O quadro das doenças é claramente determinado pelas condições socioambientais, sustenta a professora. Neste sentido: “a exploração da interface entre saúde e ambiente, sob o marco da sustentabilidade, compreende assim a instituição de uma política que expresse a multiplicidade de forças interativas geradas com uma diversidade de “olhares” e “interesses” em torno da promoção da vida do planeta e da saúde humana”.
Esta percepção nos remete ainda à percepção desta realidade como expressão da perda sistemática de direitos, produto de políticas excludentes que pretendem modelar-nos como sociedade. Assim, “consideramos que as práticas de saúde formam parte da “paisagem” onde estão as populações atingidas pela degradação ambiental, por contaminação do ar, por resíduos, ruídos intensos, contaminação dos solos, inundações, presença de vetores de doenças, perdas culturais, por várias representações que indicam a presença de injustiças ambientais”, complementa Marla Kuhn.
Para Marla, o conceito de justiça ambiental a partir da base teórica da “ecologia política”, torna-se importante, pois além de ajudar a refletir sobre os vínculos entre saúde e ambiente “aponta que mais do que nunca, políticas intersetoriais com participação popular devem ser estimuladas e construídas nos territórios para o verdadeiro enfrentamento dos impactos socioambientais e seus efeitos na vida das pessoas”.
Uma visão de conjunto faz-se necessária. E neste sentido, para Célia Maria Teixeira Severo, coordenadora do Programa Tecnologias Sociais para Empreendimentos Solidários – Tecnosociais/Unisinos, presente também na Cúpula dos Povos, a participação no evento permitiu visualizar num contexto macro das discussões, muito da realidade com a qual o Programa esta envolvido na região do Vale do Sinos. Para Celia, “são temáticas que se arrastam há várias décadas sem maiores debates por parte da sociedade e que sofrem solução de continuidade a cada troca de gestores públicos nos municípios que integram o Vale do Rio dos Sinos, embora seja possível reconhecer algumas iniciativas tímidas de mudar este quadro”.

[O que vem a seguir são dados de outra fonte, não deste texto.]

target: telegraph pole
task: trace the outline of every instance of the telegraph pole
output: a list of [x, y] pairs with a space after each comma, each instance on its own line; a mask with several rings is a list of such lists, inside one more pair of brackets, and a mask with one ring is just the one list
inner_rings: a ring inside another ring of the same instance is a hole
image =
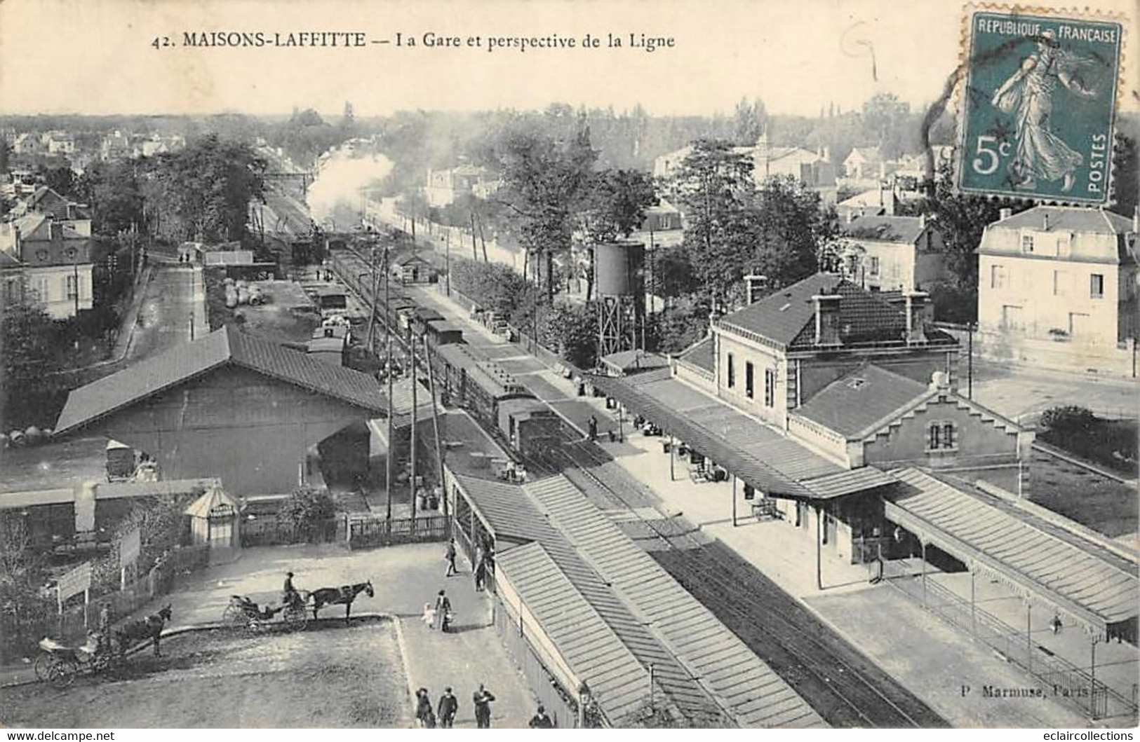
[[[389, 298], [389, 271], [388, 271], [388, 245], [384, 245], [384, 368], [388, 370], [388, 456], [384, 461], [384, 489], [388, 493], [388, 523], [391, 527], [392, 522], [392, 329], [388, 327], [391, 322], [391, 313], [388, 308], [390, 306]], [[375, 306], [375, 302], [373, 303]]]

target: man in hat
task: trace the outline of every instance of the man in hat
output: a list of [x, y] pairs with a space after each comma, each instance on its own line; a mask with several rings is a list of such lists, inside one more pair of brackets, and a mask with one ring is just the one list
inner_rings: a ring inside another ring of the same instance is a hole
[[532, 729], [553, 729], [554, 722], [551, 720], [549, 715], [542, 703], [538, 704], [538, 710], [535, 711], [535, 716], [530, 717], [530, 728]]
[[439, 725], [445, 729], [450, 729], [455, 724], [455, 712], [459, 710], [459, 700], [451, 693], [451, 687], [443, 689], [443, 695], [439, 696]]

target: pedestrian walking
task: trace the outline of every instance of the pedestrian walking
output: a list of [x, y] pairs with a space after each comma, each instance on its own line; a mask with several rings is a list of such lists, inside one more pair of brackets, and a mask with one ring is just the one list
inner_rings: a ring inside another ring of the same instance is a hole
[[423, 729], [435, 728], [435, 712], [431, 710], [431, 696], [425, 687], [416, 691], [416, 723]]
[[446, 632], [451, 621], [451, 600], [445, 591], [439, 591], [435, 596], [435, 624], [439, 630]]
[[495, 695], [480, 683], [479, 690], [471, 695], [471, 700], [475, 704], [475, 727], [480, 729], [491, 728], [491, 701], [495, 700]]
[[443, 551], [443, 559], [447, 560], [447, 571], [443, 572], [443, 577], [450, 577], [451, 575], [458, 575], [459, 570], [455, 568], [455, 539], [449, 538], [447, 542], [447, 547]]
[[450, 729], [455, 724], [455, 712], [459, 710], [459, 699], [451, 693], [450, 686], [443, 689], [443, 695], [439, 696], [439, 725], [441, 728]]
[[530, 717], [530, 728], [532, 729], [553, 729], [554, 722], [551, 719], [549, 715], [542, 703], [538, 704], [538, 710], [535, 711], [535, 716]]

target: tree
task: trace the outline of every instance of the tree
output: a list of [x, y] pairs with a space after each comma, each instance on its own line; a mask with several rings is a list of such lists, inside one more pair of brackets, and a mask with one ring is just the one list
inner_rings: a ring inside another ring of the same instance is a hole
[[50, 167], [43, 173], [43, 183], [60, 196], [73, 196], [75, 172], [71, 167]]
[[7, 426], [51, 424], [44, 402], [56, 391], [52, 374], [57, 328], [33, 303], [0, 307], [0, 412]]
[[742, 256], [751, 252], [752, 158], [724, 140], [697, 140], [671, 179], [671, 191], [689, 216], [684, 245], [695, 278], [711, 297], [722, 298], [743, 275]]

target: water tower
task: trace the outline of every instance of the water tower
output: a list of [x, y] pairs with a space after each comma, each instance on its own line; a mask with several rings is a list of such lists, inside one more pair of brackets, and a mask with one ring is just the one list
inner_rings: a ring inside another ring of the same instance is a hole
[[594, 247], [598, 358], [637, 347], [637, 329], [645, 321], [644, 263], [641, 242]]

Por isso, faz-se necessário incorporar no debate a indissociabilidade da relação entre o global e o local, o macro e o micro. É indispensável a relação entre os temas locais com discussões e agendas maiores Neste sentido faz-se importante congregar “as atividades e as agendas por justiça social e ambiental, contra a mercantilização da vida e na defesa dos bens comuns, defendidas na Cúpula, aos espaços nos quais estamos inseridos/as, visando uma efetiva transformação de paradigma, para um desenvolvimento socioeconômico sustentável”, conclui Célia.
Resta, como se vê pelos depoimentos e análises, a necessidade de exercitar a responsabilidade comum e particular em relação à promoção e proteção do ambiente em suas múltiplas e diversas expressões. A forma de compreender e interagir com esta realidade e os seus agentes sinaliza também o rumo ou da manutenção ou das mudanças. Eis, portanto, a necessidade de acessar as informações, fomentar debates e participar das articulações, como ferramentas imprescindíveis para a construção de outras realidades.